Se sorprendió al verla entrar en el gimnasio -por una vez no había comprobado la lista de asistentes antes de empezar-, y guardó un silencio cómplice porque Ella llegaba con retraso. Luego mantuvieron una distancia cordial, con comentarios ocasionales, mientras él la admiraba desde lejos con aquel conjunto deportivo blanco y negro con el que lucía bella, fuerte, y poderosa como una valquiria.
Pero en la habitual carrera post-entreno que hacían juntos, Ella aprovechó un momento de silencio y le comentó, a media voz, que tenía que hablar con él, que la siguiera cuando subieran a sus coches antes de irse a casa. Absolutamente atónito, él logró mantener a duras penas la compostura, casi sin mirarla y sin cruzar palabra durante los estiramientos finales.
Se las apañó para salir tras Ella apenas un minuto después, y la siguió tal y como le había pedido hasta un aparcamiento cercano y casi vacío. Detuvo el auto junto al Suyo, y Ella vino a su encuentro casi sin darle ocasión ni de bajarse. Quiso decir algo para romper el hielo, pero Ella puso una mano sobre su pecho y otra sobre sus labios para que guardara silencio. Tras dos amagos, por fin le dijo: «Que sepas que sí te quiero, mucho más de lo que debería, y aunque ya es demasiado tarde para nosotros, quiero dejarte la prueba de que realmente te amo». Y sin darle tiempo ni a respirar, se aferró a su nuca y le besó, apretándose contra él. Y él, por fin, pudo sentir aquellos labios tersos fundiéndose con los suyos, aquel cuerpo fuerte y menudo encajado entre sus brazos, aquella presión de sus senos en su pecho que le impedía respirar, aquella sensación de que la vida se iba a detener para siempre en aquel momento. Casi consumido por el fuego y la emoción, se separó de Ella un instante para mirarla a los ojos y regocijarse en Su leve sonrisa, la besó de nuevo y se sumergió entre su cabellera rebelde abrazándola con todas sus fuerzas.

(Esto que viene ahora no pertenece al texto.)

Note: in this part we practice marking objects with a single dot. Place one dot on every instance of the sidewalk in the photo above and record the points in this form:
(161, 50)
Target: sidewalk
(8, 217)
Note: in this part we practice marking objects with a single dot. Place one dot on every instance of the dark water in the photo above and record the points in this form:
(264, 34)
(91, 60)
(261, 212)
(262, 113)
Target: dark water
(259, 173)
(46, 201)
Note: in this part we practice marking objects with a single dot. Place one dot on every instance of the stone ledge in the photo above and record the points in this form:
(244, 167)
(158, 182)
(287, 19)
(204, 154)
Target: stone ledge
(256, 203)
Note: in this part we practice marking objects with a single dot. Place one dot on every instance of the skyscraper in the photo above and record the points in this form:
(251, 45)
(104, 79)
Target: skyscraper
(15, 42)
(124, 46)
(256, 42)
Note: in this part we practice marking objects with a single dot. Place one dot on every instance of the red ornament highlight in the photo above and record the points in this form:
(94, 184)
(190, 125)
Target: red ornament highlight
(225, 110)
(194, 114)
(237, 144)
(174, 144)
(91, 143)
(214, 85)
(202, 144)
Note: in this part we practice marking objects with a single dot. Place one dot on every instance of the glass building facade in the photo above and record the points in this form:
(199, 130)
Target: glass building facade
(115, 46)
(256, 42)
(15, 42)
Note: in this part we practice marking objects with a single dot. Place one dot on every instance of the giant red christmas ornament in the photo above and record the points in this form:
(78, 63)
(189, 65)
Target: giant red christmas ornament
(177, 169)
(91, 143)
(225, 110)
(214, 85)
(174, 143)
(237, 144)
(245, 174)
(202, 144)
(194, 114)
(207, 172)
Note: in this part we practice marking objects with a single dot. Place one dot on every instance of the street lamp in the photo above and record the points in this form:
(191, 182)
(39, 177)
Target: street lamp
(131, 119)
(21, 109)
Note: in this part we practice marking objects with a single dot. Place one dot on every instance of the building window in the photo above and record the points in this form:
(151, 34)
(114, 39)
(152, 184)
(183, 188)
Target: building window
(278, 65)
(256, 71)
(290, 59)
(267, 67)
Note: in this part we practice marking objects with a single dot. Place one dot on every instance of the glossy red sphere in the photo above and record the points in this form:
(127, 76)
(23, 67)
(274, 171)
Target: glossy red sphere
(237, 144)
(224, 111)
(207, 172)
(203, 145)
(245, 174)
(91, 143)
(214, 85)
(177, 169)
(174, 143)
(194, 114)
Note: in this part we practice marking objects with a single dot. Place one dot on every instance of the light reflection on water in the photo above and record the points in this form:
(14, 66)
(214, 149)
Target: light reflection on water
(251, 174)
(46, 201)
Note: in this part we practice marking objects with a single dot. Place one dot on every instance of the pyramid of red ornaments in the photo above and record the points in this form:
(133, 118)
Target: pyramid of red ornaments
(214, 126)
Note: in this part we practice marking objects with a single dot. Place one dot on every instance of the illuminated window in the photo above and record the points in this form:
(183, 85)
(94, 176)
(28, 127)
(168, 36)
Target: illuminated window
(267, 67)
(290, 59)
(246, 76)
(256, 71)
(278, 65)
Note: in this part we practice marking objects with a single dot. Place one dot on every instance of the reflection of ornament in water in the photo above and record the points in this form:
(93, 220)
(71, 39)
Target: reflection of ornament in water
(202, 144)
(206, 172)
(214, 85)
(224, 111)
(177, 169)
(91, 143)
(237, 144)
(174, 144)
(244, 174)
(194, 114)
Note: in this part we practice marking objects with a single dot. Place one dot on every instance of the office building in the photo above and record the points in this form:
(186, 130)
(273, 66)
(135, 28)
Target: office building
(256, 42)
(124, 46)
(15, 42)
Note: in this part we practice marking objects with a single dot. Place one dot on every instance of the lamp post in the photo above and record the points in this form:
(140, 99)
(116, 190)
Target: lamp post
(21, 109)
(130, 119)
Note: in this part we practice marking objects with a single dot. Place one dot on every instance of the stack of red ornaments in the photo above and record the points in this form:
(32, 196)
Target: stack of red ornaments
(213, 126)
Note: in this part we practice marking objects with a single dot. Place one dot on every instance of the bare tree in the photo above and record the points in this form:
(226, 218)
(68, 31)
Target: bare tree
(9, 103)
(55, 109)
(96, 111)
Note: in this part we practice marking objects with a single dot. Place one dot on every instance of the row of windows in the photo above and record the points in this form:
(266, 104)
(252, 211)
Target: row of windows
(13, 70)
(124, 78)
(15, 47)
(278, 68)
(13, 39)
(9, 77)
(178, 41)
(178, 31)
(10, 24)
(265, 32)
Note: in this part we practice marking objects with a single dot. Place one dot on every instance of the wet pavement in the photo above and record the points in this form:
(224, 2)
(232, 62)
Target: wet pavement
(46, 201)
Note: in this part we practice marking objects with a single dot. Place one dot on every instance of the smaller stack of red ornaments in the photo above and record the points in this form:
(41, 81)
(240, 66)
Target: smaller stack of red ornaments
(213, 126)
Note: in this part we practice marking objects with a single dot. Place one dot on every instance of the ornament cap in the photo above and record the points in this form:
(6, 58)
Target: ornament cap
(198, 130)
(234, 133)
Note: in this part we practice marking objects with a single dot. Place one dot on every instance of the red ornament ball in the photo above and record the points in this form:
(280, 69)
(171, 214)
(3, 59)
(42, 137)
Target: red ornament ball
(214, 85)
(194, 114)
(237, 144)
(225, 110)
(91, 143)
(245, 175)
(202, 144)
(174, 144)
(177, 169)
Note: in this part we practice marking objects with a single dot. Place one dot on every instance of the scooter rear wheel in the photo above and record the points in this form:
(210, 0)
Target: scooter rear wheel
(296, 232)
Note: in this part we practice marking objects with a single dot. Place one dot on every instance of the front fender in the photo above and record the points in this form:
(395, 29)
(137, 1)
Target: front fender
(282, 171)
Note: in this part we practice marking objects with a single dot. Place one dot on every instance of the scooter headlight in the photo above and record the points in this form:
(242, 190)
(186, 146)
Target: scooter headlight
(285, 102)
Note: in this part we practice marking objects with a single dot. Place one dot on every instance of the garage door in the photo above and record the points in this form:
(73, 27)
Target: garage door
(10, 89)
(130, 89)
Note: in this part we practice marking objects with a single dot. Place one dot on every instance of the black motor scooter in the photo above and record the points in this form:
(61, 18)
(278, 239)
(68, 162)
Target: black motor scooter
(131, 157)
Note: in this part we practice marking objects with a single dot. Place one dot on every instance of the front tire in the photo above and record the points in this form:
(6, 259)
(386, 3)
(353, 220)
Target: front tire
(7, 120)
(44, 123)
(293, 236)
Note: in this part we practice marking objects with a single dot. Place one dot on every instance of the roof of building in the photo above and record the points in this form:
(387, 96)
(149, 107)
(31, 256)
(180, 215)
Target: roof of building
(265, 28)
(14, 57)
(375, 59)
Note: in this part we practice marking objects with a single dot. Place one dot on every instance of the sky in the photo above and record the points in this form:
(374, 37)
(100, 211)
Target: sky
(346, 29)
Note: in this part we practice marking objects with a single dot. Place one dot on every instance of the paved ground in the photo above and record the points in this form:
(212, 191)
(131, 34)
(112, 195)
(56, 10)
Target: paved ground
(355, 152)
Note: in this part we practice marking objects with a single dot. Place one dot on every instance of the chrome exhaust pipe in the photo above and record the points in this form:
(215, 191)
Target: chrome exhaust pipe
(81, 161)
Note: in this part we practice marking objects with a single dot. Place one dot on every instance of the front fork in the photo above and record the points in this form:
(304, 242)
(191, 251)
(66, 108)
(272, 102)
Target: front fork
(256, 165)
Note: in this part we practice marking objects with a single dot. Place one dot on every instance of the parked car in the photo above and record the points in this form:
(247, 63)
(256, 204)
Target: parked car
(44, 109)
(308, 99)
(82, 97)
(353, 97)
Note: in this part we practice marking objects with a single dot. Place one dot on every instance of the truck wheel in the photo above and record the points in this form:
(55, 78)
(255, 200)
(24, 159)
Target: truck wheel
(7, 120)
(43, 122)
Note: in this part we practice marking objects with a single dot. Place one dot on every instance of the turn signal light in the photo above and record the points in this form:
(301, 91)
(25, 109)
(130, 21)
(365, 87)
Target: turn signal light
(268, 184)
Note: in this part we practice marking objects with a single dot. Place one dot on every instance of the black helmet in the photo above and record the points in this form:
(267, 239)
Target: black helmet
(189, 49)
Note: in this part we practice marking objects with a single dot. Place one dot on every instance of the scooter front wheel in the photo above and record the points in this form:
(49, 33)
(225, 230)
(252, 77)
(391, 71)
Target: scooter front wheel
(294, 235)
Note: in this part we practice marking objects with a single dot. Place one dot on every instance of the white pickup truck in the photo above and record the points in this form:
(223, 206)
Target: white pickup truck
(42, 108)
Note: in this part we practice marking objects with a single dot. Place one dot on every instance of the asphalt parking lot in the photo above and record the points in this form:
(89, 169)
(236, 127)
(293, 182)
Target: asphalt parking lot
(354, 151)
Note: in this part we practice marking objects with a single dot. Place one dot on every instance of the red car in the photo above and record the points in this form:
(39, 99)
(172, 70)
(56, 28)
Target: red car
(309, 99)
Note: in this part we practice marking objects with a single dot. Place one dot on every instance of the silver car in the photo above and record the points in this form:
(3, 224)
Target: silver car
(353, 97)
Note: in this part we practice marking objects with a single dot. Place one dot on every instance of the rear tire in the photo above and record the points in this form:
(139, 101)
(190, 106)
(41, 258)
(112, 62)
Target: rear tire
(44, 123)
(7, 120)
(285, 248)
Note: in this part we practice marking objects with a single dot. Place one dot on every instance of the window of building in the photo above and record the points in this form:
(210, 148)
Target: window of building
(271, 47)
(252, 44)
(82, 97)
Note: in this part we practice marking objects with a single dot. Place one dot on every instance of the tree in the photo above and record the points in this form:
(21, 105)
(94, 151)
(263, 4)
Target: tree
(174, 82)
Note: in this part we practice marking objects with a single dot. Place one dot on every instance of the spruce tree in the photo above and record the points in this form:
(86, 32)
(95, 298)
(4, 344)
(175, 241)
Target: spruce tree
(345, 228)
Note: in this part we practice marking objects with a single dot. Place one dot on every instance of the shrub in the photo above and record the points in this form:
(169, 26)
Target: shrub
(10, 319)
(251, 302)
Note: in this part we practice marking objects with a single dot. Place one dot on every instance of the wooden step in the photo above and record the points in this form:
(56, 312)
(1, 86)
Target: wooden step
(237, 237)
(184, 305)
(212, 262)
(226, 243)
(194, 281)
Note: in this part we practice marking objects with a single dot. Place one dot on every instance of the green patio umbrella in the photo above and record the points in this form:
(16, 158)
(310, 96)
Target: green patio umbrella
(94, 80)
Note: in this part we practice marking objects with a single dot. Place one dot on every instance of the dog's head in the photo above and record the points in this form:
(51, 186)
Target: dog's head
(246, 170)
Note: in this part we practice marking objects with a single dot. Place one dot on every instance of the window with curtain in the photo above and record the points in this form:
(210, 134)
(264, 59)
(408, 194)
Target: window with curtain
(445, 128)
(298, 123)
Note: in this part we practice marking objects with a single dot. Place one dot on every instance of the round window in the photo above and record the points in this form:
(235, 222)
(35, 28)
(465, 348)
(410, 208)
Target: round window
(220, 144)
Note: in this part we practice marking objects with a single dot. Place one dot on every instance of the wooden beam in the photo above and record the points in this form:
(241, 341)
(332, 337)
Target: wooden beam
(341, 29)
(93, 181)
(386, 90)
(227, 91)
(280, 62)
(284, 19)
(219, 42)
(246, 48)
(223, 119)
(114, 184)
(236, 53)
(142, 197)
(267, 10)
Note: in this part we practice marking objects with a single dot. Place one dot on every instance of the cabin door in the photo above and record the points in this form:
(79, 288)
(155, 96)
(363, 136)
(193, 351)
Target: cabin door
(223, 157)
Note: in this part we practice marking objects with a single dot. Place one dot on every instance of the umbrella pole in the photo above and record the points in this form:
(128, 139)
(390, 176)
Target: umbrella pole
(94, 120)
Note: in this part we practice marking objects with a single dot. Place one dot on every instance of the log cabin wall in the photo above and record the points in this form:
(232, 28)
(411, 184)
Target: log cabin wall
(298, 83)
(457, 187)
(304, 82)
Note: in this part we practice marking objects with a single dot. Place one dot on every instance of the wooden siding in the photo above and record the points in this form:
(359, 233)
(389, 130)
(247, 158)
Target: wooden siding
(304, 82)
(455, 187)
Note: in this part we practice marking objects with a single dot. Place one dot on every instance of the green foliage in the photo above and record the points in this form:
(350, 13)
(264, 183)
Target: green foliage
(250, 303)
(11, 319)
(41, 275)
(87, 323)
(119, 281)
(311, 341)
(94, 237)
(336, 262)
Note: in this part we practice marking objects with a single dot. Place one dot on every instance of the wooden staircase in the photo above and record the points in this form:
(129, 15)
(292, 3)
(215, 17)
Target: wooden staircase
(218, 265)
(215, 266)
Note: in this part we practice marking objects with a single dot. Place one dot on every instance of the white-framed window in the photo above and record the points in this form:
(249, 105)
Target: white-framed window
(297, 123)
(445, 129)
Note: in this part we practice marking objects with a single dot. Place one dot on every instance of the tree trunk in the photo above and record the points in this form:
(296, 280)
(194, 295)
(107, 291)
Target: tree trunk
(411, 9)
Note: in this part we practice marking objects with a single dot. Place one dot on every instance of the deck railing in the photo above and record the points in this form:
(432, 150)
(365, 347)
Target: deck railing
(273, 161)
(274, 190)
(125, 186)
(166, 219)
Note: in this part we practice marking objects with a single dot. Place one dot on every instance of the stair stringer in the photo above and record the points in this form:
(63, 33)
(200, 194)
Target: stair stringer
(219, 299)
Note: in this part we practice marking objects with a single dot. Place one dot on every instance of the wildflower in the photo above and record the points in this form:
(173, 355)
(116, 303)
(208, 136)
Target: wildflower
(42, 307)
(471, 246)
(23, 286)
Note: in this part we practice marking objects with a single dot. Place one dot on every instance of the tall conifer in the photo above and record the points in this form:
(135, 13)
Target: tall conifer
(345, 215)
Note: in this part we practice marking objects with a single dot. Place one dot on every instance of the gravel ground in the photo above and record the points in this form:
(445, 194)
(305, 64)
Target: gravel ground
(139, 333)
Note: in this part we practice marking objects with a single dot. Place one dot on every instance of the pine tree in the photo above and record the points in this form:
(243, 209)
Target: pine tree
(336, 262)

Pero, de repente, todo se volvió del negro más aterrador que había visto en su vida, y mientras luchaba por inspirar y volver a llevar aire a sus pulmones, giró la cabeza en todas direcciones y pestañeó con desesperación tratando de comprender, hasta que percibió las rayitas de luz que se colgaban por la persiana de su habitación; entonces reconoció su cama, el tacto de sus sábanas, las artistas de las paredes. Se pasó las manos por la cara tratando de distinguir las gotas de sudor de las lágrimas que ya habían empezado a brotar de sus ojos, y mientras empezaba a recuperar un ritmo respiratorio normal, miró en dirección al despertador digital ubicado en su mesilla desde siempre: aún faltaba una hora y media para levantarse.
Sólo dios sabía en qué habría de emplear aquella maldita hora y media porque, con el recuerdo tan vívido de aquel sueño inundando su cerebro, en dormir no iba a ser.